Amazon did say its update has nothing to do with the Bash bug reported on Thursday.

It's clear that the communication and best practices in a situation where every instance has to be rebooted is still a work in progress. AWS is the largest cloud infrastructure player and is most likely the first to have to take such reboot measures at scale. Rest assured, AWS won't be the last.

As enterprises increasingly rely on cloud providers such as AWS, Microsoft Azure, Google and IBM's SoftLayer to name just a few (HP, Oracle, Rackspace etc) for compute there will have to be some standard way to handle these issues.

Update at 4:40pm ET: AWS said in a blog post that a small number of customers will be affected, but acknowledged the inconvenience. AWS said:

As we explained in emails to the small percentage of our customers who are affected and on our forums, the instances that need the update require a system restart of the underlying hardware and will be unavailable for a few minutes while the patches are being applied and the host is being rebooted.

While most software updates are applied without a reboot, certain limited types of updates require a restart. Instances requiring a reboot will be staggered so that no two regions or availability zones are impacted at the same time and they will restart with all saved data and all automated configuration intact. Most customers should experience no significant issues with the reboots. We understand that for a small subset of customers the reboot will be more inconvenient; we wouldn’t inconvenience our customers if it wasn’t important and time-critical to apply this update.

Customers who aren’t sure if they are impacted should go to the “Events“ page on the EC2 console, which will list any pending instance reboots for their AWS account.

RightScale's take on the situation is probably a good place to start for managing the reboot and starting to ponder best practices. Ideally, Amazon would have had a system where in a case  customers couldn't postpone a reboot they'd be automatically be moved to another availability zone (at no charge) while the maintenance was underway. 
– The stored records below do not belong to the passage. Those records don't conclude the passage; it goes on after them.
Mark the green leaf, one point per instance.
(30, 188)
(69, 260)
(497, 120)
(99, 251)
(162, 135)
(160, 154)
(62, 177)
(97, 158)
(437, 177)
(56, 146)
Just like Microsoft eventually came to the Patch Tuesday timing of fixing security issues AWS will work through its own cadence.

The bind here is that AWS can't be too forthcoming about what exactly it is fixing until the work is done. Telegraphing a flaw and then having security compromised is a much larger problem than downtime. Some customers have praised AWS for the massive reboot operation while others have screamed.

The reboots are staggered so there is an opportunity for AWS customers to build redundancy. However, AWS may not be giving customers enough of a heads up on the reboot cadence.

This customer summarizes the problem well in the AWS forums:

This is most definitely a problem for us as well. We currently have more than 100 instances scheduled for reboot, and we too cannot scramble the staff on short notice to monitor the many of services that this will impact. In fact, entire service clusters of machines are scheduled to be rebooted at once, although they are in different AZs, amounting to an event equivalent to the loss of an entire Region. On two days' notice we can't possibly prepare for this.

AWS' response is that there is no way to reschedule the reboots because they are "very timely security and operational patches."

It's a tight spot. As the cloud becomes the de facto computing system these issues will need to be worked out. In the future, we're going to have a Patch Tuesday approach for the cloud.